To create demand, industry has recruited influential professionals and professional associations and it has sent an army of attractive sales reps “sex icons” to woo doctors into prescribing. Industry has also recruited patient advocacy groups who can be relied on to bully third party payers to pay for the latest, most expensive drugs which are promoted as “breakthrough” therapies despite the lack of scientific evidence to back up such claims. Drug makers are driving sales from both ends: since consumers cannot purchase drugs without a physician’s prescription, advertisements directed at consumers prod consumers to prod their doctor ( “ask your doctor”) for a specific brand of prescription drug. Companies simultaneously pitch the drug to doctors personally through an army of company detailers (sales reps), in separate ads, in ghostwritten journal articles, and by controlling the content of continuing medical education courses. To ensure that physicians write brand name prescription drugs manufacturers offer prescribing physicians gifts and financial enticements (bribes).
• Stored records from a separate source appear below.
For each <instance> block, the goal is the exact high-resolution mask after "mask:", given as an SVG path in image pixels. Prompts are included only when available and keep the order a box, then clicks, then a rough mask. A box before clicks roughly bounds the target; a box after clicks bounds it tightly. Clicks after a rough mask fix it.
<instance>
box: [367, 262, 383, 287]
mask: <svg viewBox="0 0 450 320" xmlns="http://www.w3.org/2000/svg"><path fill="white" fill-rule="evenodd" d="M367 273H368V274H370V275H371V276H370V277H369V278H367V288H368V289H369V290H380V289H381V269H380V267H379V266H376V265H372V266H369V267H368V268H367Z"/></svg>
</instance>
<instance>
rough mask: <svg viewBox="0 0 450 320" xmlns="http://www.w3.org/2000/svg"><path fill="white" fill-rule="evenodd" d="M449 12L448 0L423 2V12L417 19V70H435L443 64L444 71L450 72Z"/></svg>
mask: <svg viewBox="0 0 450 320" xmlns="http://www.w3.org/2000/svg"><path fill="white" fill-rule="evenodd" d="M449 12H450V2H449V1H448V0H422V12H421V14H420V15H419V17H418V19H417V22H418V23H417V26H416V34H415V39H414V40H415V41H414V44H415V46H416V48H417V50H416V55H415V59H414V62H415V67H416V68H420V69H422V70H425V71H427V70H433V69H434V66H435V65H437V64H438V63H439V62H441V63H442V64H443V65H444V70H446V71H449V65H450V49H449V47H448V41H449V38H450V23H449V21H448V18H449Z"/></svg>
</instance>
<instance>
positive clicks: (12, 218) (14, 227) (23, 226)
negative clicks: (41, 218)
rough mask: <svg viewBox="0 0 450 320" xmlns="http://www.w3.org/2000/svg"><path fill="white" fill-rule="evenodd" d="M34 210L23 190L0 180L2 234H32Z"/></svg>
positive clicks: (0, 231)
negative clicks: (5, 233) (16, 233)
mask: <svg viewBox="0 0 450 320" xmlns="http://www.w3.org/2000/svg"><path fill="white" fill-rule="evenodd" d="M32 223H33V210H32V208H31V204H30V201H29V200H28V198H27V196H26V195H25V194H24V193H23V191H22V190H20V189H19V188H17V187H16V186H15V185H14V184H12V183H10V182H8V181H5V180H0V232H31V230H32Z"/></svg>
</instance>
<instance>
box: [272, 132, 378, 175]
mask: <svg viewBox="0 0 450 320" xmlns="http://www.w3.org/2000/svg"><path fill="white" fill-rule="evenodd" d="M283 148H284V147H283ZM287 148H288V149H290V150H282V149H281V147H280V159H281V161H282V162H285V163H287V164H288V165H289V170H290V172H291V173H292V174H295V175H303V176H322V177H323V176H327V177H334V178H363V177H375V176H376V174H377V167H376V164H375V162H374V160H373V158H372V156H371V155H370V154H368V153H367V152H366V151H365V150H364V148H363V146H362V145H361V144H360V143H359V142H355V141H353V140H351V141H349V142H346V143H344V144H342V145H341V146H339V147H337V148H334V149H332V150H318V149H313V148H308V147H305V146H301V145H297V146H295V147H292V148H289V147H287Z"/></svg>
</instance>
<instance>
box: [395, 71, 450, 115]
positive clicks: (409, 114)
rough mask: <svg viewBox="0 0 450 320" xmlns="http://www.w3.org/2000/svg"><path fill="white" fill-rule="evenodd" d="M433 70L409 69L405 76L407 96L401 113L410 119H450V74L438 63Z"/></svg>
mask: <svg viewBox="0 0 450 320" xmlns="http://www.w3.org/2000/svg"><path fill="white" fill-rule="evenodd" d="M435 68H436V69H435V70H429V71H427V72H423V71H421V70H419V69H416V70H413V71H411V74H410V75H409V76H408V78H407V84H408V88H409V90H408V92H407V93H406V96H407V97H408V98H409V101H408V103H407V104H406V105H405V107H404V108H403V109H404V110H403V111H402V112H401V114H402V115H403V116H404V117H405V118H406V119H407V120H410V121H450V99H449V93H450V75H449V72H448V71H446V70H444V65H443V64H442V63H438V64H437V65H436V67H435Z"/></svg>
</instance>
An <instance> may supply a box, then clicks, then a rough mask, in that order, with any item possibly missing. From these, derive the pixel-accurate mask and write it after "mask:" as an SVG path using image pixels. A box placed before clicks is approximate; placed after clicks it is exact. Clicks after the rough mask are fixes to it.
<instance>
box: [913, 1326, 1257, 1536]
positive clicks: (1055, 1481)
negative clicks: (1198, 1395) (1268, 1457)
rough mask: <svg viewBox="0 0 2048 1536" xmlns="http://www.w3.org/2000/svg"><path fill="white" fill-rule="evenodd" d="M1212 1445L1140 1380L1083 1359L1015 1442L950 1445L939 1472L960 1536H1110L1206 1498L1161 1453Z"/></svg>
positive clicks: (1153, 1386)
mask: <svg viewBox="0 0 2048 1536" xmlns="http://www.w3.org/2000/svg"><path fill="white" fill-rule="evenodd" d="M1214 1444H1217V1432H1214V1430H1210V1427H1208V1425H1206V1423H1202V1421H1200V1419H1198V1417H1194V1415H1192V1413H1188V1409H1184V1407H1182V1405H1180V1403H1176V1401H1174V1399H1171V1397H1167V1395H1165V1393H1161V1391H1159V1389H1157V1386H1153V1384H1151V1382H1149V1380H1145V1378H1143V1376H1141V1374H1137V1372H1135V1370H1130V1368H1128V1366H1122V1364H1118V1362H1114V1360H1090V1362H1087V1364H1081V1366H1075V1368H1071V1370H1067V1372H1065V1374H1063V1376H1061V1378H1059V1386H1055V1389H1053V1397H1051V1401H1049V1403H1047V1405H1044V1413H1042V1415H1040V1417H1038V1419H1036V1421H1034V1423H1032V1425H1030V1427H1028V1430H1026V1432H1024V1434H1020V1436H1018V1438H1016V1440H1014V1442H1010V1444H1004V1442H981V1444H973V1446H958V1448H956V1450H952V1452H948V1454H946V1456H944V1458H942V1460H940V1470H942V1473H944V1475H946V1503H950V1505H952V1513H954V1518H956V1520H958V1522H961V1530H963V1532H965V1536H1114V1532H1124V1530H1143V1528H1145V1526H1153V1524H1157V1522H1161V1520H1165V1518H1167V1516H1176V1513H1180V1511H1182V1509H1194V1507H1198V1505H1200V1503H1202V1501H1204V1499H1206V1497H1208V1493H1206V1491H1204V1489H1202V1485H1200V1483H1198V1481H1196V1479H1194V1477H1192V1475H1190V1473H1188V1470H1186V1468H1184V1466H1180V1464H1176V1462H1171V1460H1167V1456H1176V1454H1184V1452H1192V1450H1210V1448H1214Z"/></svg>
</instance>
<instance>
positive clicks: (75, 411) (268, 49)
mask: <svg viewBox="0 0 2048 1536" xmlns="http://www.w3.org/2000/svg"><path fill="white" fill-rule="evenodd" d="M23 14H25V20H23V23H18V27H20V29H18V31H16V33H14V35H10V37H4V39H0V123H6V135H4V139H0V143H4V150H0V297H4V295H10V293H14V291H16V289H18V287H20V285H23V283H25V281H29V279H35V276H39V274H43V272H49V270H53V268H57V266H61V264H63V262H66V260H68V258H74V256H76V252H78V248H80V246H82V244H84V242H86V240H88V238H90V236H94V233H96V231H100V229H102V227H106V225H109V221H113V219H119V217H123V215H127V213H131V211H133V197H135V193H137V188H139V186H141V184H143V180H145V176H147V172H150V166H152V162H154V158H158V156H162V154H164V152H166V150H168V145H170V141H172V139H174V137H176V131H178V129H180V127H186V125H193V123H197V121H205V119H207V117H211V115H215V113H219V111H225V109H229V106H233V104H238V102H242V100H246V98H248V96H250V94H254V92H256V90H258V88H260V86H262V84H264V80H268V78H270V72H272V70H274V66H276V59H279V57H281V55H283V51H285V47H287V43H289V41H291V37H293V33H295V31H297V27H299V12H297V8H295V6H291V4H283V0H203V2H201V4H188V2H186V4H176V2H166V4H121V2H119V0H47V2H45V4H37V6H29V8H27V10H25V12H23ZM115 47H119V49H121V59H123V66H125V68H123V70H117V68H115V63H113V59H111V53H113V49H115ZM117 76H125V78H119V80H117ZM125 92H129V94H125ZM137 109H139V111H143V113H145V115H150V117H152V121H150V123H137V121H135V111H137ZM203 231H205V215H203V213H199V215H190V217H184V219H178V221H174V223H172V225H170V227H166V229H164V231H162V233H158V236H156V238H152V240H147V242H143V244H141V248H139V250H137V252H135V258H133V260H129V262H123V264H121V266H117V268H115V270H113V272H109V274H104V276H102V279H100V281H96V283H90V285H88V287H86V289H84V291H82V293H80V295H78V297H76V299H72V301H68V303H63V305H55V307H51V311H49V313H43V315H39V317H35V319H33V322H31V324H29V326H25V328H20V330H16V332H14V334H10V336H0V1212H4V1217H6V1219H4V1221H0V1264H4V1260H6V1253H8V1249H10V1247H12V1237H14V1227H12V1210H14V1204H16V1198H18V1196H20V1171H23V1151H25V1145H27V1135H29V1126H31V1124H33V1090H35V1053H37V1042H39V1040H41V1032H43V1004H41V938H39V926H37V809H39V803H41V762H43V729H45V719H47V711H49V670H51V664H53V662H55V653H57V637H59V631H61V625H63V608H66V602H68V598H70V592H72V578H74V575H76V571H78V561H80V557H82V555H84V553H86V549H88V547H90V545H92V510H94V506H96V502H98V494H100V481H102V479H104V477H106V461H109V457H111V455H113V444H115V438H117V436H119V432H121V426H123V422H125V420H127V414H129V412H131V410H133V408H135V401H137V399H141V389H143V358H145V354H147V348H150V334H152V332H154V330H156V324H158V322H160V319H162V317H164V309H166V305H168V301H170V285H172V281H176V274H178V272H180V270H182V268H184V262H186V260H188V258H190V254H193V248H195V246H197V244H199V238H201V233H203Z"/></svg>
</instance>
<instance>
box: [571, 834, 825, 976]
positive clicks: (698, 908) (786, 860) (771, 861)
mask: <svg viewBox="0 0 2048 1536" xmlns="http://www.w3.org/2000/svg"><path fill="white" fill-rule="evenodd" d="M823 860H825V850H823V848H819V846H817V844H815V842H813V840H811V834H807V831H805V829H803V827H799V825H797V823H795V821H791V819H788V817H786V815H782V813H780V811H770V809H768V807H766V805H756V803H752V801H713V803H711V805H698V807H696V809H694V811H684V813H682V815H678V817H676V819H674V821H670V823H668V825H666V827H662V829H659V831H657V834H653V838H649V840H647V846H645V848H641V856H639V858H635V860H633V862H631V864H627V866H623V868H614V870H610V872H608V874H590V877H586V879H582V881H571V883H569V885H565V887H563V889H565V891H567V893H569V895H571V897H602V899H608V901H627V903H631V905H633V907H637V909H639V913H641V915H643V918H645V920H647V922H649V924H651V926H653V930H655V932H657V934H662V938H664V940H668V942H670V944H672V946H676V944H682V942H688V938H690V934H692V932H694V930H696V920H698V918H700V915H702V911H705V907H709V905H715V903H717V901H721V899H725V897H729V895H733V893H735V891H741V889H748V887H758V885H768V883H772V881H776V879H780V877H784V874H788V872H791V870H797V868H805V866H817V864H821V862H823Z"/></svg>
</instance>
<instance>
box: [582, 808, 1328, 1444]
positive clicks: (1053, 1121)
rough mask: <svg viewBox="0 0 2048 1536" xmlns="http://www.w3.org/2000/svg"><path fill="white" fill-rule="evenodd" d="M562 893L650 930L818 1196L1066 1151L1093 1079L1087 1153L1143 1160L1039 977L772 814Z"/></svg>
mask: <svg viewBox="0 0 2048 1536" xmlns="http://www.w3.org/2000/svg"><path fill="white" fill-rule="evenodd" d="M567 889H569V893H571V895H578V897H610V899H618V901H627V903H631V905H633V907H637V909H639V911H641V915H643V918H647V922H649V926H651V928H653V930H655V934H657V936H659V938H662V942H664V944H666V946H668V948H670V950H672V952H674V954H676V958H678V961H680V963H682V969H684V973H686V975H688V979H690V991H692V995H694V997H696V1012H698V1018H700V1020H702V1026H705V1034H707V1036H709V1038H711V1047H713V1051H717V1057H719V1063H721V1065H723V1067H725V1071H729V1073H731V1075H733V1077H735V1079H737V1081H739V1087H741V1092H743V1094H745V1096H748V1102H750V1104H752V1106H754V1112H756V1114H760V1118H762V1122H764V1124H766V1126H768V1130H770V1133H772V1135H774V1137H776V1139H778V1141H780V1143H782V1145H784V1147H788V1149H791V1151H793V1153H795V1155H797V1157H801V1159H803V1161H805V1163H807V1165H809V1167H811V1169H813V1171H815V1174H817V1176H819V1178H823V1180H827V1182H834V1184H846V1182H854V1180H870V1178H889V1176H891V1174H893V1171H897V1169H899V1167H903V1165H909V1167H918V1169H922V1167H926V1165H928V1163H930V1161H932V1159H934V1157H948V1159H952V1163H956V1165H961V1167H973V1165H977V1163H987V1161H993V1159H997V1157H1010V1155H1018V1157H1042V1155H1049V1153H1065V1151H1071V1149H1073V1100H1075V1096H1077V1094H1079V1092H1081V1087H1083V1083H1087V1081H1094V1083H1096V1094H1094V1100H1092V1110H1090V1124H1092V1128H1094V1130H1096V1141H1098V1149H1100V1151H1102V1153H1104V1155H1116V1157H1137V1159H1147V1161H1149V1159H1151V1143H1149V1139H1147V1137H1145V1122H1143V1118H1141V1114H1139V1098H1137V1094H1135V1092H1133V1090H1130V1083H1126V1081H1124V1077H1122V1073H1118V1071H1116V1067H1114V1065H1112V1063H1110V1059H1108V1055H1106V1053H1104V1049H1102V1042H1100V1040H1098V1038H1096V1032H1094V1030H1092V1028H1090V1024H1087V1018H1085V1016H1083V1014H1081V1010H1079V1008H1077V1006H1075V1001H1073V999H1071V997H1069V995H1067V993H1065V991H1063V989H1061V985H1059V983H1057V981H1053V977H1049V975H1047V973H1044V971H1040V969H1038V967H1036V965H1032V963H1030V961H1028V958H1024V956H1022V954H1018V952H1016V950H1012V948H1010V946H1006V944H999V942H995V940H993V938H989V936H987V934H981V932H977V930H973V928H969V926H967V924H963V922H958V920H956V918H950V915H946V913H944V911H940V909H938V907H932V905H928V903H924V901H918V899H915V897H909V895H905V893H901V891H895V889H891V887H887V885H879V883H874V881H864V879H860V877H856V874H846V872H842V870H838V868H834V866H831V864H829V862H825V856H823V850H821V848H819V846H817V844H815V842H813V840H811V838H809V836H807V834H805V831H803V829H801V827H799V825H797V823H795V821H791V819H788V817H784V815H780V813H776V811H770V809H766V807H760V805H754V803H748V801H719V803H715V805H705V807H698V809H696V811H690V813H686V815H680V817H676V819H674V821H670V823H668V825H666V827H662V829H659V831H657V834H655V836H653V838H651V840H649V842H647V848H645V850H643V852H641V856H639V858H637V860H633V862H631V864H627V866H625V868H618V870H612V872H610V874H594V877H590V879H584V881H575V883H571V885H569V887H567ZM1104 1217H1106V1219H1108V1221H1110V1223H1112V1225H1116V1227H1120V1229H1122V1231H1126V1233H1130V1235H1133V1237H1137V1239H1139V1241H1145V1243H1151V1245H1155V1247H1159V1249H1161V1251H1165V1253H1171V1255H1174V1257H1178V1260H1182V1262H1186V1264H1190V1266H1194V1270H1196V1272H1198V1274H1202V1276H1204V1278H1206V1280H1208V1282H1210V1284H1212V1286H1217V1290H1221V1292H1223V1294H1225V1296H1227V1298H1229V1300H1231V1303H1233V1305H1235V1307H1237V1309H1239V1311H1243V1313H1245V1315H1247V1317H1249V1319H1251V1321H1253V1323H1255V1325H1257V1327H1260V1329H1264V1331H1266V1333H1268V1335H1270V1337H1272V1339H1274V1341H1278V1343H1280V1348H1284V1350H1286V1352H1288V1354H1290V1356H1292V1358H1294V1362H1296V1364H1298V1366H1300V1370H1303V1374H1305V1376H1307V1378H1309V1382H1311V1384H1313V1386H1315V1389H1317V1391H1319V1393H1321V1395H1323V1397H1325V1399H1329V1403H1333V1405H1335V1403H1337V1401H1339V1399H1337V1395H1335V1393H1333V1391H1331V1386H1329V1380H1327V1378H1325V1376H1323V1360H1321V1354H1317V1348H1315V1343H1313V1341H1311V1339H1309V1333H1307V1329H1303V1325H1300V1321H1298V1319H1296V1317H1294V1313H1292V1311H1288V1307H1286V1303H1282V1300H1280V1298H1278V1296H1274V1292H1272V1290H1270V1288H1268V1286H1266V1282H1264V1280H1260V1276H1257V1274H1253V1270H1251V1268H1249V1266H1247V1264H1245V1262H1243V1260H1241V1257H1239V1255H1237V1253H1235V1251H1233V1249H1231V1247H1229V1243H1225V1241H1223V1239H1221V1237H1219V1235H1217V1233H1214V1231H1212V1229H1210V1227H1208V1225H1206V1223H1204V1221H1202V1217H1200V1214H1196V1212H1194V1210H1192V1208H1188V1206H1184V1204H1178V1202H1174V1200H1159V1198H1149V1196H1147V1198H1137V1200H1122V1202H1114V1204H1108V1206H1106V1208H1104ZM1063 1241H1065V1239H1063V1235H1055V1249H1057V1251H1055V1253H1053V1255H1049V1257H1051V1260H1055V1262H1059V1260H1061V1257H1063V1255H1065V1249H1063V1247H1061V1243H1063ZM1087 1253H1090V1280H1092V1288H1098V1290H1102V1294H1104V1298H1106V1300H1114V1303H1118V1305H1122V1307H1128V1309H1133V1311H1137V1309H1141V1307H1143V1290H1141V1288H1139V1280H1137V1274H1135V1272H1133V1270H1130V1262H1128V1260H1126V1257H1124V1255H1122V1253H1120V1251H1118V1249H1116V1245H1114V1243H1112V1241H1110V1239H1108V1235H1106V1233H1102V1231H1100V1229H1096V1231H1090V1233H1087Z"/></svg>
The medical profession has accepted industry’s ‘free handouts’ and ‘fee for service’ arrangement by offering the untenable argument that physicians are incorruptible. On the contrary, several studies have found that physicians who accept and dispense free samples to their patients are far more likely to prescribe those drugs than those who don’t take or have no access to samples.

 

Industry’s successful marketing strategy is measureable in increased number of prescriptions, increased sales, and in a nation that consumed $279-billion worth of prescription medications in 2006 — spending 80% of that on brand-name products that are advertised–their efforts appear to be paying off. The number of individual prescriptions filled in the US rose from 2.9 billion in 1999 to 3.7 billion in 2006.